La desafortunada reina mandó que su mensajero más fiel redactara una lista con todos los nombres menos frecuentes del reino, y ella misma se dedicó a leer todos los libros que había en la biblioteca real. Cuando el hombrecillo volvió a presentarse de improviso en el cuarto de estar de la reina, ésta le preguntó:
—¿Te llamas Gumersindo? ¿Baltasar? ¿Saturnino? ¿Toribio? ¿Quizá Segismundo, o Agapito, o Cucufate, o Eudaldo…?
—¡No, no, no! ¡Te equivocas de medio a medio! —Después que la reina se pasó una hora recitando nombres, el hombrecillo desapareció.
Al día siguiente, la reina trató de pensar en todos los nombres más absurdos que podría usar un enano. Y cuando éste se presentó ante ella, le preguntó: —¿Te llamas acaso Paticojo, o Cojitranco, o Barbas Negras, o Zancarrón, o…?
—Nada de eso. ¡Frío, frío! —rió el hombrecillo. Y tras dos horas de adivinanzas, dijo—: Ya puedes espabilarte mañana. Será mi última visita.
La reina estaba desesperada. ¿Qué podía hacer?
En esto llamaron a la puerta y entró el mensajero, que volvía de la misión que le había encomendado la reina.
—He recorrido todo el reino de punta a punta, majestad —dijo—. He solicitado ayuda a brujas y hechiceros. Pero todo fue inútil. Al fin, estaba tan agotado que me tumbé a dormir en una ladera. Cuando me desperté vi el resplandor de -un fuego a través de los árboles, y al acercarme sigilosamente, vi a un hombrecillo la mar de raro bailando en torno a una hoguera. Recitaba sin cesar:
Adivina, adivinanza, majestad; mañana me llevaré a tu hijo.

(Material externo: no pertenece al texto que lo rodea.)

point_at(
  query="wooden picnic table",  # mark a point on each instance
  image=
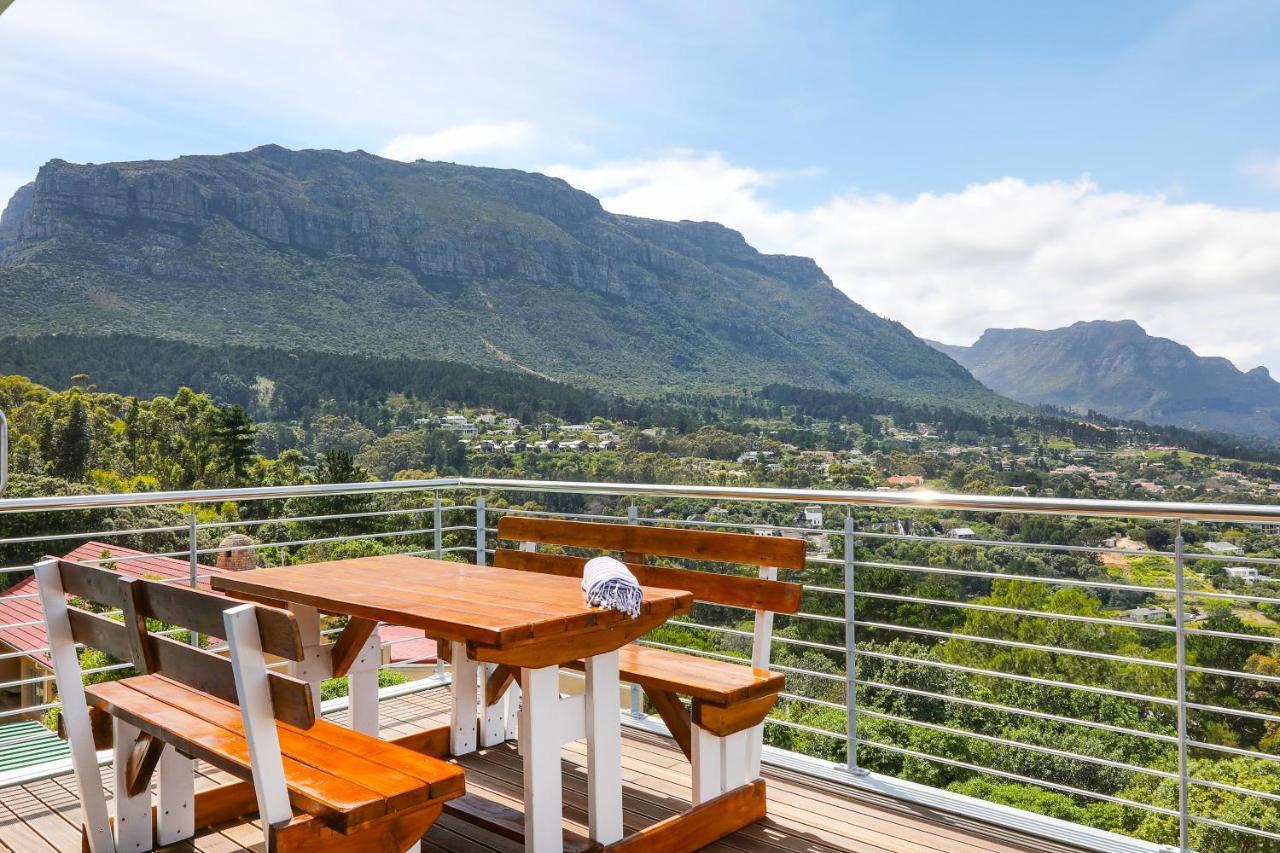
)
(494, 619)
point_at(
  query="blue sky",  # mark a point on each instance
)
(954, 165)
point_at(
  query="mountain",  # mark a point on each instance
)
(351, 252)
(1118, 369)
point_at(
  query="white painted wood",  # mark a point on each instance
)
(259, 716)
(762, 646)
(462, 717)
(132, 813)
(571, 717)
(493, 721)
(71, 690)
(316, 664)
(176, 810)
(542, 748)
(603, 748)
(362, 687)
(707, 765)
(734, 758)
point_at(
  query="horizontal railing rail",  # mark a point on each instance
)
(457, 516)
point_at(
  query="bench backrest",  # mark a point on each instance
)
(195, 610)
(764, 593)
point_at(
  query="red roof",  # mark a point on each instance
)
(19, 602)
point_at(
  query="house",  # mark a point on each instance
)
(810, 516)
(1144, 615)
(1221, 547)
(22, 656)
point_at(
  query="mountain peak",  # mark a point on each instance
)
(350, 251)
(1115, 368)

Esta apuesta no la voy a perder.
¡Mi nombre es muy raro: Rumpelstiltskin!
La reina no cabía en sí de gozo. Le entregó al mensajero un anillo de oro que se quitó del dedo y le dio las gracias.
Cuando al día siguiente se presentó el hombrecillo, llevaba un cesto para meter en él al príncipe.
—Anda, anda, a ver si aciertas —se mofó de la reina—. A ver si adivinas mi nombre.
—Te llamas Mateo, o no; Marcos, o no; perdón: Lucas. ¿No? Entonces te llamas Guillermo o Pedro o Nicolás o Felipe.
—¡No, no, no! ¡Ríndete de una vez!
—No me rindo. Te llamas… ¡Rumpelstiltskin!
El extraño enano lanzó un agudo chillido y pateó, el suelo lleno de rabia.
—¡Tramposa, más que tramposa! —exclamó—. ¡Eso no vale!
Y propinó al suelo una patada tan violenta, que se hundió en él y desapareció para siempre. El príncipe, el hijito de la reina, jamás tendría que marchar de palacio.